Example preparation of crystalline form A of 74- (3- (1, 1-dioxothiomorpholine-4-carbonyl) -4-fluorobenzyl) phthalazin-1 (2H) -one

Dissolving the 4- (3- (1, 1-dioxothiomorpholine-4-carbonyl) -4-fluorobenzyl) phthalazine-1 (2H) -ketone crystal form B (450mg) in DMSO (dimethyl sulfoxide) solvent 5ml, heating to 50-60 ℃, after clearing, dropwise adding 5ml of purified water, cooling to 0-5 ℃, and filtering to obtain the crystal form A.
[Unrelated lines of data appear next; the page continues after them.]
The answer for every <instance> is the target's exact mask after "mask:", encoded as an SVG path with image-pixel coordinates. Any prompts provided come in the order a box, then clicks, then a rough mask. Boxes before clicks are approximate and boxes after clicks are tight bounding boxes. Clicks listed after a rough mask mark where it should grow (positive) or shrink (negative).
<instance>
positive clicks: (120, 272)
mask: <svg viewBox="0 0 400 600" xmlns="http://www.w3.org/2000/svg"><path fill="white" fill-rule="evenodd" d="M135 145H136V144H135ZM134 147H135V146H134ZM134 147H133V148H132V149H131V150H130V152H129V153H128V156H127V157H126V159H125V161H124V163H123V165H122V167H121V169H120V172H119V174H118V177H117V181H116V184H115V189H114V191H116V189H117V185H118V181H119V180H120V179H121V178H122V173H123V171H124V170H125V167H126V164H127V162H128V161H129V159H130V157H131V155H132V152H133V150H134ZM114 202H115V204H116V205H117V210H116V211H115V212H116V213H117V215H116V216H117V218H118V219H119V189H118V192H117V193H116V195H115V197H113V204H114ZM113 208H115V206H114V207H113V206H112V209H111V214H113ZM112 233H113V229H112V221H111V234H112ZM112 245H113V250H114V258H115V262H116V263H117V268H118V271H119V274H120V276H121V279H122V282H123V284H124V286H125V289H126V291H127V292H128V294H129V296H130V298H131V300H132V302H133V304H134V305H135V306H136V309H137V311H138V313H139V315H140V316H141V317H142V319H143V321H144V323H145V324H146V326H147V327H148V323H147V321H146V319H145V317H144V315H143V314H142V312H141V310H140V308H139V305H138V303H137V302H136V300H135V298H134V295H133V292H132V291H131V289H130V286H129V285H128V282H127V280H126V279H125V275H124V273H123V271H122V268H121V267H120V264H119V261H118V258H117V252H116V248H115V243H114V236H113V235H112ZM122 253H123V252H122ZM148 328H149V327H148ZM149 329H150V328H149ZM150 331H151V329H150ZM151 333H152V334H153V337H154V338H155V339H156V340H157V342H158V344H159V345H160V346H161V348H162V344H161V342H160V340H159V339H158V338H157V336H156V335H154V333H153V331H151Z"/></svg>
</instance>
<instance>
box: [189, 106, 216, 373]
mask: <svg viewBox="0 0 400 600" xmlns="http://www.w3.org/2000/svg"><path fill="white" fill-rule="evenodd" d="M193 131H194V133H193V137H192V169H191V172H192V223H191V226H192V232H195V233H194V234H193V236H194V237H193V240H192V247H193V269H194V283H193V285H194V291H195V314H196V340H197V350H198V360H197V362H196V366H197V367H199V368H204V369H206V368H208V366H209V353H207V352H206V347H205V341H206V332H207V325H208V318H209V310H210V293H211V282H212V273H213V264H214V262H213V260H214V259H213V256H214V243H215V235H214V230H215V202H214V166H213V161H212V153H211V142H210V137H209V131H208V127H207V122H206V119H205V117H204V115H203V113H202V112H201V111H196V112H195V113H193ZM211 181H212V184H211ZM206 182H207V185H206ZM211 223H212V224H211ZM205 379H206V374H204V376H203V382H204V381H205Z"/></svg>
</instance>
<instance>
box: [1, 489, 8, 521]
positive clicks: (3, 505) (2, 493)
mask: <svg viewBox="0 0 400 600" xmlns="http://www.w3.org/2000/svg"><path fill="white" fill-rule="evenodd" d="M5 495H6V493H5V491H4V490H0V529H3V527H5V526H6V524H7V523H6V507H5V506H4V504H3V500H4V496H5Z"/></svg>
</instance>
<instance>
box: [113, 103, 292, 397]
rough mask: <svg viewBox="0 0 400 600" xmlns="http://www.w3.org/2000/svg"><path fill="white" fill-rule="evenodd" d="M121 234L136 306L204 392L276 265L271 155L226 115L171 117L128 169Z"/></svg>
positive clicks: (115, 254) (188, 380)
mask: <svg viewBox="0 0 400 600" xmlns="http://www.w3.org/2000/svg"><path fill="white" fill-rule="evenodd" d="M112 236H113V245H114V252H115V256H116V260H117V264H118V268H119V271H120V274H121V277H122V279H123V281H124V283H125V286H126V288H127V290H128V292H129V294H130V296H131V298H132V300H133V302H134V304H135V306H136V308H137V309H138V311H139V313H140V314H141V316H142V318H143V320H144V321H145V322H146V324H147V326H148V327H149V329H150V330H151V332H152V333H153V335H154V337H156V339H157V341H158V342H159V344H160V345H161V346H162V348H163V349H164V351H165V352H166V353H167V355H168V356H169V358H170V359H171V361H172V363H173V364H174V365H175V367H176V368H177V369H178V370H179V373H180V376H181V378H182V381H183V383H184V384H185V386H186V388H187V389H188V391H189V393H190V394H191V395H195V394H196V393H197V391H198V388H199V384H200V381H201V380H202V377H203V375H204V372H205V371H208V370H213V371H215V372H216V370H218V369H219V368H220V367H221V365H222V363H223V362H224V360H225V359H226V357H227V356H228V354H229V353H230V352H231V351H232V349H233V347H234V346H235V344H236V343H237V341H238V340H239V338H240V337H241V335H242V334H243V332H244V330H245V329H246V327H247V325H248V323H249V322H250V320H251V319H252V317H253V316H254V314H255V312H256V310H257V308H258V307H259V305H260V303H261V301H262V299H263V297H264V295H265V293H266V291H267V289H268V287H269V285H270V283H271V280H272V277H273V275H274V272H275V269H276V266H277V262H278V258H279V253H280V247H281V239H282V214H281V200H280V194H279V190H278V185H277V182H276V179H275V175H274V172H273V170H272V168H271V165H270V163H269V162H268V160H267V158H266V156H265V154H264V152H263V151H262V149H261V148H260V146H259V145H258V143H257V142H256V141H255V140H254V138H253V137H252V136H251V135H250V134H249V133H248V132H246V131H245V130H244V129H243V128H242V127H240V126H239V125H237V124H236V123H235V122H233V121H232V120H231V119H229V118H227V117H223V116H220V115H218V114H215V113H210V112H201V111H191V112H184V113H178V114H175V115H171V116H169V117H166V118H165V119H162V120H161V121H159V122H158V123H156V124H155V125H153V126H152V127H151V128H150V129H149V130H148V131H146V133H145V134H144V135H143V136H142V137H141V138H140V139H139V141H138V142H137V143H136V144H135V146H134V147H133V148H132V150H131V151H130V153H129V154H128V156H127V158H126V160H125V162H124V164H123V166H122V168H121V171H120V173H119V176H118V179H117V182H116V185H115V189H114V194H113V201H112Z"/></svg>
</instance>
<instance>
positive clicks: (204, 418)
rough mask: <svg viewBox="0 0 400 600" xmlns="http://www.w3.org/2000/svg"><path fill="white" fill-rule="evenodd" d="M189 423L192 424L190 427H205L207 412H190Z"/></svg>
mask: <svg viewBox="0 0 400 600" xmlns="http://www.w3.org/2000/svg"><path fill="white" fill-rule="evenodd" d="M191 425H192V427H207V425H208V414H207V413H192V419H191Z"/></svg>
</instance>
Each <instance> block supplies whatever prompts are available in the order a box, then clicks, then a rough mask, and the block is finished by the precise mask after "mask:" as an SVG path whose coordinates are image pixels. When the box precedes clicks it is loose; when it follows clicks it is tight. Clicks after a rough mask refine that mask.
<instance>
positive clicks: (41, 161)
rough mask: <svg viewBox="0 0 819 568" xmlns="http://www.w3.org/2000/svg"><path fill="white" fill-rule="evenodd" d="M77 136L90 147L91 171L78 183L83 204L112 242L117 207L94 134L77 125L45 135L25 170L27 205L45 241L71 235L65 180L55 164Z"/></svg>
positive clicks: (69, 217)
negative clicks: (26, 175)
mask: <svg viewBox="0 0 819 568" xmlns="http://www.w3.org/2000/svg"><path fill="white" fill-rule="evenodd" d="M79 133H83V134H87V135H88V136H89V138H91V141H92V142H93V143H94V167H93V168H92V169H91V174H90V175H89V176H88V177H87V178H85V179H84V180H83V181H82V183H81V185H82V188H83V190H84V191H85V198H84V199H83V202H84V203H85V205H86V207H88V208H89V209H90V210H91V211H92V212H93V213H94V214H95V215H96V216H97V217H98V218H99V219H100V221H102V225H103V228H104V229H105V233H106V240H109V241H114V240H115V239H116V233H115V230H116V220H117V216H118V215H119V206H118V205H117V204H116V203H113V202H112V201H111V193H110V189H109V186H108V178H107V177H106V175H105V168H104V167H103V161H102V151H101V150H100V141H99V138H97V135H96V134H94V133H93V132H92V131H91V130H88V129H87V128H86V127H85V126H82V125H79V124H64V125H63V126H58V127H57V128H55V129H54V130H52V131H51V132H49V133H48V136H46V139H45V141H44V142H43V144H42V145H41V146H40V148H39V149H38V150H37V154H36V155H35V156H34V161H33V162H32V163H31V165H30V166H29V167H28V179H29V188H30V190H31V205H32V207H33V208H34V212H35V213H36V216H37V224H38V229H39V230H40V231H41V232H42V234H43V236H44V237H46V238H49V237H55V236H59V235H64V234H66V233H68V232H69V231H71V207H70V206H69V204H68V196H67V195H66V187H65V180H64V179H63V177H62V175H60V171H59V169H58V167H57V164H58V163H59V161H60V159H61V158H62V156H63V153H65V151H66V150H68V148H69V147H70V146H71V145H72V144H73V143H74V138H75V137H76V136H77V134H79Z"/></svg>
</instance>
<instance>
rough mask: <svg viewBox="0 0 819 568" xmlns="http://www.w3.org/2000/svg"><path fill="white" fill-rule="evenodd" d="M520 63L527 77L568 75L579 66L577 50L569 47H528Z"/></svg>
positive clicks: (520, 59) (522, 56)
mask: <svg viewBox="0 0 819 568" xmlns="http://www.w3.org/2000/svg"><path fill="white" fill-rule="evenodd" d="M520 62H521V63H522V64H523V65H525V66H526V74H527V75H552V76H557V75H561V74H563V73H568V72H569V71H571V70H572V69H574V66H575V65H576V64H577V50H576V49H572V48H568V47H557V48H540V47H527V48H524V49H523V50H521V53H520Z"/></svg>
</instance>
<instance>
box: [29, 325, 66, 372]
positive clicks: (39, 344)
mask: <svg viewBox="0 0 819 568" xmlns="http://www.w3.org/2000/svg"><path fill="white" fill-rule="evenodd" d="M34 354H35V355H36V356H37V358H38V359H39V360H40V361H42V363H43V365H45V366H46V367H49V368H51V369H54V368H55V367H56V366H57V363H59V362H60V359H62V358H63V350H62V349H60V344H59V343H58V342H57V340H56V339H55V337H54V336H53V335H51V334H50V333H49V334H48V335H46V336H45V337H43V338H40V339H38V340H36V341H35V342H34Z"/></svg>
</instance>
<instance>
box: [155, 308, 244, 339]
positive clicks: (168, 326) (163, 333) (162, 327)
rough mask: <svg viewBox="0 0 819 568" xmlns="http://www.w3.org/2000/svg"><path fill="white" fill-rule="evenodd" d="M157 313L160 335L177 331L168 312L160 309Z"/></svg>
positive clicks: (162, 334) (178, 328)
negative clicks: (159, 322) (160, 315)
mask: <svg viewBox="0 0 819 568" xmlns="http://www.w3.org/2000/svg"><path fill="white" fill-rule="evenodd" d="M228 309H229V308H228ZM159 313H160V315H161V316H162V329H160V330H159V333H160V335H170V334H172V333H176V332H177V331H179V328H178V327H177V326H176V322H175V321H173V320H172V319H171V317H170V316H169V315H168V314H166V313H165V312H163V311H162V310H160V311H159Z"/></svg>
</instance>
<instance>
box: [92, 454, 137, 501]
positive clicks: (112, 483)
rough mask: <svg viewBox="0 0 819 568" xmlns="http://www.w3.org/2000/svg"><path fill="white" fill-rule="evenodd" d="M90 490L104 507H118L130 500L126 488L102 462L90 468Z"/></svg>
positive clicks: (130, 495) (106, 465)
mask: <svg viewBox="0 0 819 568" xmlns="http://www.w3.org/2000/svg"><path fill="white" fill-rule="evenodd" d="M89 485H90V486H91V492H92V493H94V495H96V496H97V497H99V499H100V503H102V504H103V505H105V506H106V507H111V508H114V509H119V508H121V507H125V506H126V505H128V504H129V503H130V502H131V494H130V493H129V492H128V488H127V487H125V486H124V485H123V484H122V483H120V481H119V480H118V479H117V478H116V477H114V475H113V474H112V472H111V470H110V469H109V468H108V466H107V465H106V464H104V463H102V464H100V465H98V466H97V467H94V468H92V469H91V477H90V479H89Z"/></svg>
Dissolving the 4- (3- (1, 1-dioxothiomorpholine-4-carbonyl) -4-fluorobenzyl) phthalazine-1 (2H) -ketone crystal form C (450mg) in DMSO (dimethyl sulfoxide) solvent 5ml, heating to 50-60 ℃, after clearing, dropwise adding 5ml of purified water, cooling to 0-5 ℃, and filtering to obtain the crystal form A.

Example 8 flowability test

According to the pharmacopoeia, the flowability of the crystal form A prepared by the method is researched through the compressibility coefficient, the bulk density and the tap density of the crystal form A and the originally-ground crystal form in the prior art are respectively measured, and then the compressibility coefficient is calculated according to the following formula. Compressibility factor (%) - (tap density-bulk density)/tap density × 100%. The results are shown in Table 5:

table 5:

crystal form	Bulk density (g/ml)	Tap density (g/ml)	Compressibility factor (%)
				Crystal form A	0.2015	0.3112	35.25％
Crystal form B	0.2102	0.3726	43.58％
				Crystal form C	0.2193	0.5904	62.85％

The result shows that the compressibility coefficient of the crystal form A is 35.25%, and the compressibility coefficient of the crystal form B is 43.58%, which shows that the crystal form A has better fluidity than the crystal form B, and is more suitable for preparation of preparations.

The foregoing description of specific embodiments of the present invention has been presented. It is to be understood that the present invention is not limited to the specific embodiments described above, and that various changes and modifications may be made by one skilled in the art within the scope of the appended claims without departing from the spirit of the invention.